It's funny that in '14 it was priced to sell in several months yet in our economy today it's priced to sell in minutes. Sigh, we deserve what we tolerate.


----------



## Unknowncraftsman (Jun 23, 2013)

To me it looks like another Asian knockoff. For a real Bridge wood machine that would be a deal.


----------



## bigblockyeti (Sep 9, 2013)

> To me it looks like another Asian knockoff.
> 
> - Aj2


It almost certainly is, new machines under 9 gazillion dollars aren't made in North America anymore, OSHA & the EPA have made sure of that.


----------



## bigJohninvegas (May 25, 2014)

> (ummm… thread was started 8 years ago…)
> 
> - PCDub
> 
> ...


Ya I would have paid that too.



> (ummm… thread was started 8 years ago…)
> 
> - PCDub
> 
> ...


This has been on my mind all week.
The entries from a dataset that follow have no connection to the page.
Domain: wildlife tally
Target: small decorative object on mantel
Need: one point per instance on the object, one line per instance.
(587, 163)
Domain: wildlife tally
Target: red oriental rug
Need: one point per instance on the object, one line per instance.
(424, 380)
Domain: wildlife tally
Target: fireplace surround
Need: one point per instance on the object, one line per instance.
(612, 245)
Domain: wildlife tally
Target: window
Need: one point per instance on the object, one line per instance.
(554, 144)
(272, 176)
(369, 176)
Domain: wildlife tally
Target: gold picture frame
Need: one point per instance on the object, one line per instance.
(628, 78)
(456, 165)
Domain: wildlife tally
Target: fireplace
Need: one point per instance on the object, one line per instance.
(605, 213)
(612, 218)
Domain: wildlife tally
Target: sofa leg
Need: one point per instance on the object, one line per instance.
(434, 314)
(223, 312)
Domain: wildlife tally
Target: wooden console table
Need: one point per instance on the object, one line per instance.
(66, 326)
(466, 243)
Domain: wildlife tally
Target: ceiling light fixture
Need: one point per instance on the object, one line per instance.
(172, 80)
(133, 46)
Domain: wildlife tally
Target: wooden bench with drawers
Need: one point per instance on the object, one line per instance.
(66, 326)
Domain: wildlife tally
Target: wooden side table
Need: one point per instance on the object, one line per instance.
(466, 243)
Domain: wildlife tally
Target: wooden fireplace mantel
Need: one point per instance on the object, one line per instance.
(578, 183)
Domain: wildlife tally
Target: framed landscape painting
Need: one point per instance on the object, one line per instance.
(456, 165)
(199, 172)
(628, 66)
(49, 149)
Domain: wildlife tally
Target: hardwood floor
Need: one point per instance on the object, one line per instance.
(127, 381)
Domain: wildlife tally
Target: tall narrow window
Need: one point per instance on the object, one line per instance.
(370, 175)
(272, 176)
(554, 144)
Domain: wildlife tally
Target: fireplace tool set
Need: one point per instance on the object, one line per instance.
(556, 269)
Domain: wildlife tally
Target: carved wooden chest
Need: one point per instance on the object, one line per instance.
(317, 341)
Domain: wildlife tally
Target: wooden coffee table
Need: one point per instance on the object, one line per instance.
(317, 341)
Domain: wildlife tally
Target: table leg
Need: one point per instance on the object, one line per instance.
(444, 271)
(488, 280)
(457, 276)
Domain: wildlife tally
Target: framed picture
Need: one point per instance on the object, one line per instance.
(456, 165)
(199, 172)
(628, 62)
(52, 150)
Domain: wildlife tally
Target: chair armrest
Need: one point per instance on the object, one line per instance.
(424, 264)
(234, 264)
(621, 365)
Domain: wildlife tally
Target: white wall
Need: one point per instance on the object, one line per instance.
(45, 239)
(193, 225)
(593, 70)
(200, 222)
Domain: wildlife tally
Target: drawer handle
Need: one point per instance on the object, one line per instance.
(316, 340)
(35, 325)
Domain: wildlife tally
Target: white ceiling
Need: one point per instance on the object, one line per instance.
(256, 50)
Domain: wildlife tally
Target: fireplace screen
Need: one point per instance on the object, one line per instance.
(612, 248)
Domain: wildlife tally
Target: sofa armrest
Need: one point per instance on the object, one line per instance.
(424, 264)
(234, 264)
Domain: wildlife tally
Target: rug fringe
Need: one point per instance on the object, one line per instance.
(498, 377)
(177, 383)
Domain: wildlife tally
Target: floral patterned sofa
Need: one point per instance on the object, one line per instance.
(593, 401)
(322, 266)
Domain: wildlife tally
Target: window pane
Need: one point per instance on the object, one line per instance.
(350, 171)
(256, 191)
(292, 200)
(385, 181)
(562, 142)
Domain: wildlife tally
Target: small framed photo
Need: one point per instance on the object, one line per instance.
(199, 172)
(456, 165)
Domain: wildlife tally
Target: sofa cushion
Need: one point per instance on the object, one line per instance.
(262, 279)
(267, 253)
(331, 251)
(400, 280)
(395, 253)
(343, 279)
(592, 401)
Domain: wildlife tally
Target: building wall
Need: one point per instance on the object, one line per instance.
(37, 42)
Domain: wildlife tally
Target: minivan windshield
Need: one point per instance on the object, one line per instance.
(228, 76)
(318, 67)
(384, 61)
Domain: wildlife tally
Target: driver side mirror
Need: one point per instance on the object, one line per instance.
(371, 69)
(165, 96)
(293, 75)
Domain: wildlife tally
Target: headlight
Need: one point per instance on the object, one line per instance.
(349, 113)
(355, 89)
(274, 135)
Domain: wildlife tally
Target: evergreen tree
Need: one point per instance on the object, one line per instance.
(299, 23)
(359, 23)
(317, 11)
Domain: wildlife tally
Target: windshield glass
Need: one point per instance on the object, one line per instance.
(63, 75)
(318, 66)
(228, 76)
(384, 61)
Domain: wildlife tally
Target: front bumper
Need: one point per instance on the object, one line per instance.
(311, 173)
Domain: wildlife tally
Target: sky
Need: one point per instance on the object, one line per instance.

I am thinking about selling one of my lathes. 
And looking at tool prices I can most likely get what I paid for it new back in 2016, or very close to new price. 
And even though that is what the market is doing. I am struggling with the idea of asking that much for it.


----------



## therealSteveN (Oct 29, 2016)

Go to look, bring 5 crisp Franklins, offer that if everything looks good.


----------



## AMZ (Jan 27, 2020)

Bridgewood was located in York, PA, and, while passing through the area, I visited (I had bought a small shaper from them maybe ten years earlier). They were a small operation, importing machines and then going over the machines to make sure everything was correct. For that timeframe, they were a step above other importers, and while speaking to the owner, he lamented how their machines were considered the same as other importers. This was about 20 years ago.

About a year or so later, Bridgewood started to reduce the number of machines offered, and seemed to aim more towards advanced hobbyists and higher. Then they seemed to drop their machines altogether, selling only other makes. Then they sort of disappeared.


----------